When the script completes, you can see that you have an internal load balanced endpoint in the Azure portal on the Cloud Service. The ILB ip address is listed under INPUT ENDPOINTS and it is a portal UI thing that it only points it to the first VM.
Installing a simple node.js server script on each server and browsing to the ILB ip address proves that the servers respond behind that address.
Deprovisioning the deployment
The Python script I created also includes the important step to deprovision the Cloud Service and the VMs. Over time and after endless demoes, I realized that this step is equally important since it saves money and enables you to run the provisioning part again without the fear of it crashing due to something was not removed from last demo time.

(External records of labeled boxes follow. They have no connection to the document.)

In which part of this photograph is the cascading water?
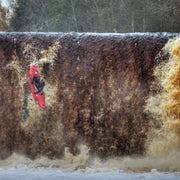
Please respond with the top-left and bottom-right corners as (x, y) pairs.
(0, 33), (180, 179)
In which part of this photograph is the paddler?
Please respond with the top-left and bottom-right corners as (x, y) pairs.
(31, 76), (45, 95)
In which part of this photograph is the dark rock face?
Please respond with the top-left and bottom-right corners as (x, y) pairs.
(0, 33), (177, 158)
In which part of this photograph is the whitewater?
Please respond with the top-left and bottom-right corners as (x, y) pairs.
(0, 34), (180, 180)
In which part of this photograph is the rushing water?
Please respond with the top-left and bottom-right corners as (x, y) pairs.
(0, 33), (180, 180)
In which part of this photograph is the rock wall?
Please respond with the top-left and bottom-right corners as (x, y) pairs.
(0, 33), (178, 158)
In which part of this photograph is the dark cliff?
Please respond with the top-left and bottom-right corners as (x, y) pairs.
(0, 33), (177, 158)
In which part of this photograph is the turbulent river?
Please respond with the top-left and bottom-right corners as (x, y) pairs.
(0, 33), (180, 180)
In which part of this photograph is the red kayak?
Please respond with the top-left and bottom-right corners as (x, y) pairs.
(29, 65), (46, 109)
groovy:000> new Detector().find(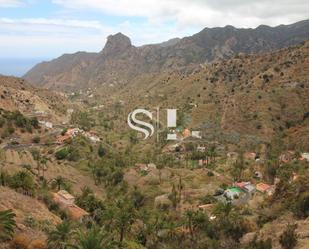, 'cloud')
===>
[0,0,23,8]
[53,0,309,27]
[0,18,190,58]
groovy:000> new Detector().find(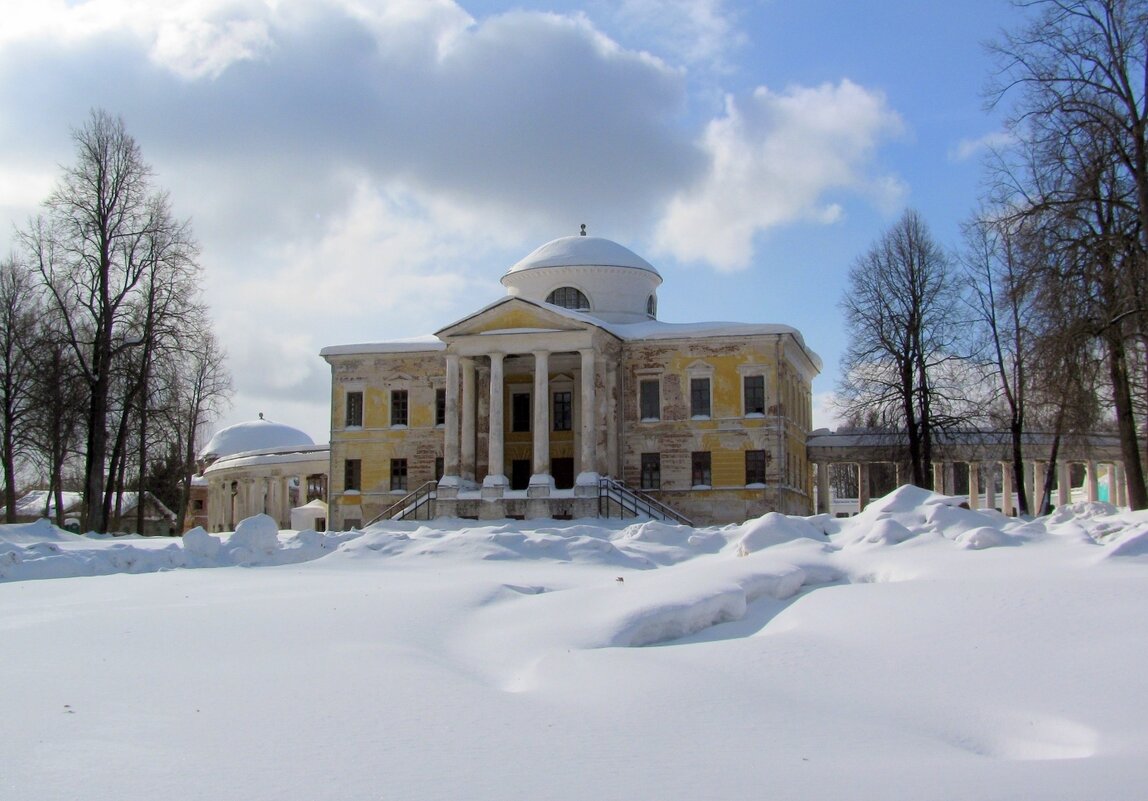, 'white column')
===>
[459,359,478,482]
[1056,461,1072,506]
[527,350,554,497]
[1029,461,1048,518]
[482,353,510,497]
[817,461,833,514]
[439,353,461,488]
[1001,461,1014,518]
[576,349,598,487]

The deprovision part is easy and you just have to call the methods delete_deployment() and delete_hosted_service() on the ServicemanagementService Python class.
References
How to use ServiceManagement from Python – Azure documentation
https://azure.microsoft.com/en-us/documentation/articles/cloud-services-python-how-to-use-service-management/
How to use SSH with Linux on Azure – Azure documentation
https://azure.microsoft.com/en-us/documentation/articles/virtual-machines-linux-use-ssh-key/
Installing Python and the SDK
https://azure.microsoft.com/en-us/documentation/articles/python-how-to-install/
Github repo for how to install a Linux cluster using Python
https://github.com/chanezon/azure-linux/blob/master/coreos/cluster/azure-coreos-cluster
Downloads for Azure CLI and Python SDK
https://azure.microsoft.com/en-us/downloads/
Sources
The zipfile contains the python script and a sample json config file. http://data.redbaronofazure.com/public/Python_ILB_provisioning.zip
If you want to give it a spin, you have to create a Ubuntu Linux server in Azure, download the Azure CLI and Python SDK, then create a certificate pem-file and upload that as a management certificate in the Azure portal. You create the pem-file with openssl (explained in the How to use SSH ref). Finally, you need to import the publish settings file for Azure CLI to work.
The files in the zipfile are saved with *nix line endings, so if you view them on a Windows box and get funny line wrappings, that is why.